Rollback on mid-operation failure seems to be best-effort here.
What happens if the rollback itself errors?
There was a problem hiding this comment.
Will it leave orphaned Phase-1 components?
There was a problem hiding this comment.
Fixed in e604bdc.
After auditing DrasiLib::remove_* (drasi-lib 0.6.0), the realistic failure surface in this call site is very narrow — every cloned component is forced to auto_start = false, rollback removes in dependent-first order (reactions → queries → sources), teardown of a never-started component with cleanup = false is essentially a runtime-map removal, and graph deregister failures are absorbed inside remove_*. The remaining failure modes are concurrent-mutation races (no instance-wide lock) and bugs in drasi-lib internals; neither is improved by refusing to roll back or retrying.
So rather than restructure the rollback flow, this commit makes the existing best-effort behavior observable:
- Doc block above
rollback_sources/queries/reactionsdocuments why best-effort is safe at this call site and what the realistic failure modes are. - Rollback helpers now return
Vec<String>of human-readable failure descriptions (e.g."source 'pg1': <err>") instead of(). - Promoted rollback log lines from
warn!toerror!so they appear at default log level. - New
clone_errorhelper builds theErrorResponsewith collected rollback failures threaded intoErrorDetail::technical_details(per project convention — never embedded inmessage). All 5 phase-failure paths inclone_instanceuse it. HTTP status, error codes, and primarymessageare unchanged. An operator who hits the rare race now gets a structured list of any orphans for manual cleanup instead of a200-success-shaped void.
No new tests — the failure paths can't be exercised reliably without monkey-patching drasi-lib internals.
|
|
||
| /// Helper function to persist configuration after a successful operation. | ||
| /// Logs errors but does not fail the request - persistence failures are non-fatal. | ||
| pub async fn persist_after_operation( |
There was a problem hiding this comment.
This logs persistence errors and returns OK. Is this being surfaced to the caller of the operation?

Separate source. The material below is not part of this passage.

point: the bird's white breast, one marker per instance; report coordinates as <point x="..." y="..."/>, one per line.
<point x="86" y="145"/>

There was a problem hiding this comment.
Fixed in e2952e9.
persist_after_operation now returns Result<(), ErrorResponse> carrying a new PERSISTENCE_FAILED error code (HTTP 500). All 12 call sites across source/query/reaction/instance/clone handlers ?-propagate the result, so a YAML write failure is now surfaced to the API caller instead of being silently logged. The high-level message documents that the in-memory change was applied but not persisted (recommend retry/restart); the underlying error is placed in ErrorDetail::technical_details per the project convention (no raw errors embedded in message, now also documented in CLAUDE.md).
Unit tests in src/persistence.rs cover both the failure path (chmod the config dir to 0o555 mid-flight, assert correct code/message/technical_details) and the None no-op path. cargo clippy --all-targets is clean and cargo test passes (289 lib + integration suites).
| // Parse the schema map | ||
| let schema_map: serde_json::Map<String, Value> = match serde_json::from_str(schema_map_json) { | ||
| Ok(Value::Object(map)) => map, | ||
| Ok(_) | Err(_) => { |
There was a problem hiding this comment.
Will we warn and return empty error vector for invalid json?
There was a problem hiding this comment.
Fixed in 48d154c.
The three meta-level failure paths in validate_against_schema are now distinguishable via a new schema_error_codes module (SCHEMA_UNPARSEABLE, SCHEMA_ENTRY_MISSING, SCHEMA_VALIDATOR_BUILD_FAILED) exposed through a new optional code: Option<&'static str> field on FieldError (#[serde(skip_serializing_if)] keeps existing JSON unchanged for jsonschema-derived errors). Mirrors the error_codes pattern already used in api::shared::error.
Behavior:
- Invalid schema JSON / non-object root — fatal
FieldErrorwithSCHEMA_UNPARSEABLE(was already fatal; now also carries the code). - Entry name missing from the parsed schema map — was previously a silent
Vec::new()(this was the worst silent path: a typo in a plugin'sconfig_schema_name()would let any config validate as OK). Now a fatalFieldErrorwithSCHEMA_ENTRY_MISSING. jsonschema::validator_forbuild failure — log promoted fromwarn!toerror!for visibility, but still returns an empty Vec. The widespread cause today is incomplete$defsin upstream drasi-core plugin schemas (refs toQueryConfigDto,ConfigValue,ConfigValueStringthat aren't published alongside the root schema). Making this fatal would block validation of every example config that uses those plugins. TheSCHEMA_VALIDATOR_BUILD_FAILEDconstant is reserved and the code path has a doc comment so this can be promoted to fatal once upstream schemas are fixed.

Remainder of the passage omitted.